Looking time to visual, or audio-visual, stimuli has long been used to represent cognitive constructs, such as memory, learning and attention. For example, the classic ‘preferential-looking’ paradigm uses the distribution of looking time between two stimuli on screen to infer cognitive processes6,7. In one example, by analysing looking time to pairs of stimuli distinguished either by (a) the number of circles represented or (b) the total surface area covered by the array, Libertus and colleagues demonstrate that numerical sense is represented by abstract number rather than the perceptual feature of cumulative surface area8. The use of an eye-tracker enhances this basic paradigm by permitting analysis not just of the overall distribution of looking time, but also the exact distribution and timing of eye-movements to specific regions within an image9.

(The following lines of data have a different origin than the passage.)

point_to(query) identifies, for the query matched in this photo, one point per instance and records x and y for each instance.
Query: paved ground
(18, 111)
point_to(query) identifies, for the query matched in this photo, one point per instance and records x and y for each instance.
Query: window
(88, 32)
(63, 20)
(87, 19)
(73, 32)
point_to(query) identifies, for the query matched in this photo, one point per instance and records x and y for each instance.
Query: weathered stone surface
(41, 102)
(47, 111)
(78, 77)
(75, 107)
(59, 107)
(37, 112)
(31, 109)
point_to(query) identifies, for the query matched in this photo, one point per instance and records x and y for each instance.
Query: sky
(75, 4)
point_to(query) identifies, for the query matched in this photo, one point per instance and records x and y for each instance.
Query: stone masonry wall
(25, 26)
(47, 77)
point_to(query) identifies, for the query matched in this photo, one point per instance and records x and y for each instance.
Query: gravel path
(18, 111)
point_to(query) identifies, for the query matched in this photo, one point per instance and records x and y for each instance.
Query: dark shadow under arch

Eye-tracking has proven particularly informative in two domains. First, eye-tracking has been used to provide insight into the cognitive processes of infants10,11. This literature has revealed the onset in the first few months of life of complex abilities such as relational memory12 and interpretation of intention13. Longitudinal work has related early cognitive abilities, probed through eye-tracking, with individual differences and diagnostic outcomes, resulting in tentative biomarker proposals for specific disorders14,15. Second, eye-tracking has been used to reveal subtle differences between groups including comparisons between clinical and typical populations across the life span. Group comparison studies have demonstrated attention patterns associated with affective disorders16, addiction17, and premature birth18 among others. In addition, eye-movement patterns have been related to clinical measures of symptom severity in some populations19,20. A recent addition to this literature explicitly demonstrates strong associations between eye-movement patterns and caregiver ratings on clinical measures of social communication, in a sample of children with autism21.

Thus eye-tracking has shown sensitivity to between-group differences, sensitivity to change over longer time spans, and some (albeit limited) clinical and construct validity – all features relevant to the evaluation of psycho-behavioural interventions. Moreover, it permits a blinded analysis of data, and provides a degree of objectivity. This is not absolute, due to the need to process raw data into meaningful variables for analysis, but may exceed that permitted by the use of self-report measures, or ratings of video behaviour - both commonly used in measurement of treatment effect for psycho-behavioural intervention. The use of eye-tracking in infant populations is widespread, and demonstrates how accessible this tool is to non-verbal populations and/or those with little or no conscious behavioural control. Thus, in relation to our original criteria, we can see that eye-tracking offers potential for objective measurement; clinical relevance; construct validity; feasibility; and capacity for blinded administration. However, differential sensitivity to change in the context of an intervention study has yet to be tested. In particular, it remains to be demonstrated whether a behavioural intervention in a real-world 3-d environment can influence the location of fixations or speed of fixation to those locations.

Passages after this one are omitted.